Given a binary tree, check whether it is a mirror of itself (ie, symmetric around its center).
For example, this binary tree [1,2,2,3,4,4,3] is symmetric:
1 / \ 2 2 / \ / \ 3 4 4 3
But the following [1,2,2,null,3,null,3] is not:
1 / \ 2 2 \ \ 3 3
Note:
Bonus points if you could solve it both recursively and iteratively.

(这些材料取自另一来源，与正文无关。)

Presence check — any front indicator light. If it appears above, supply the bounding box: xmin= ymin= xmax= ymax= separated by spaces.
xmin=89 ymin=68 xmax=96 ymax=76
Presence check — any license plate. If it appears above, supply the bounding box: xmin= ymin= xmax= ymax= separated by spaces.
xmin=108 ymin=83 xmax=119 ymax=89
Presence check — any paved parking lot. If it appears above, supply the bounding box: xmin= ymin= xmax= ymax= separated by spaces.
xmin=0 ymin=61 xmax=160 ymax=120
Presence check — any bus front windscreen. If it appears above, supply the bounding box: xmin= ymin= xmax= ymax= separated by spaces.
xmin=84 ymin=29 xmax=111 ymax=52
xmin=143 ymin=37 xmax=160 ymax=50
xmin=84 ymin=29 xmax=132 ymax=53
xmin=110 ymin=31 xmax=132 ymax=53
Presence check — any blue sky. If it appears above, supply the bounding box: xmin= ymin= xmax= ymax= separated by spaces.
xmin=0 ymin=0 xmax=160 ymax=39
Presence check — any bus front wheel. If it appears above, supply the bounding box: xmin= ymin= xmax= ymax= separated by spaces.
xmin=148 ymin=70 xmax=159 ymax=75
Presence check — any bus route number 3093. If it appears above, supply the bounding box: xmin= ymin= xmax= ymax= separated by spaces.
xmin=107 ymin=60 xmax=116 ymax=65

思路:朴素思想是基于层次遍历,然后判断每一层是否对称,然后再判断下一层。
/**
* Definition for a binary tree node.
* public class TreeNode {
* int val;
* TreeNode left;
* TreeNode right;
* TreeNode(int x) { val = x; }
* }
*/
class Solution {
public boolean isSymmetric(TreeNode root) {
if(root == null) return true;
Queue<TreeNode> layer = new LinkedList<TreeNode>();
ArrayList<TreeNode> compara = new ArrayList<TreeNode>();
layer.add(root);
while(!layer.isEmpty()){
while(!layer.isEmpty()){
TreeNode nowNode = layer.poll();
if(nowNode == null) continue;
compara.add(nowNode.left);
compara.add(nowNode.right);
}
for(int left = 0,right = compara.size() - 1;left < right; left++,right--){
if(compara.get(left) != null && compara.get(right) != null &&compara.get(left).val == compara.get(right).val){
continue;
}else if(compara.get(left) == null && compara.get(right) == null){
continue;
}else{
System.out.println();
return false;
}
}
layer.addAll(compara);
compara.clear();
}
return true;
}
}
当然,还有改进写法,可以减少一个辅助数组。
public boolean isSymmetric(TreeNode root) {
Queue<TreeNode> q = new LinkedList<>();
q.add(root);
q.add(root);
while (!q.isEmpty()) {
TreeNode t1 = q.poll();
TreeNode t2 = q.poll();
if (t1 == null && t2 == null) continue;
if (t1 == null || t2 == null) return false;
if (t1.val != t2.val) return false;
q.add(t1.left);
q.add(t2.right);
q.add(t1.right);
q.add(t2.left);
}
return true;
}
public boolean isSymmetric(TreeNode root) {
return isMirror(root, root);
}
public boolean isMirror(TreeNode t1, TreeNode t2) {
if (t1 == null && t2 == null) return true;
if (t1 == null || t2 == null) return false;
return (t1.val == t2.val)
&& isMirror(t1.right, t2.left)
&& isMirror(t1.left, t2.right);
}时空复杂度都是O(N),因为遍历所有节点,且使用了N的辅助空间(队列或者递归栈)。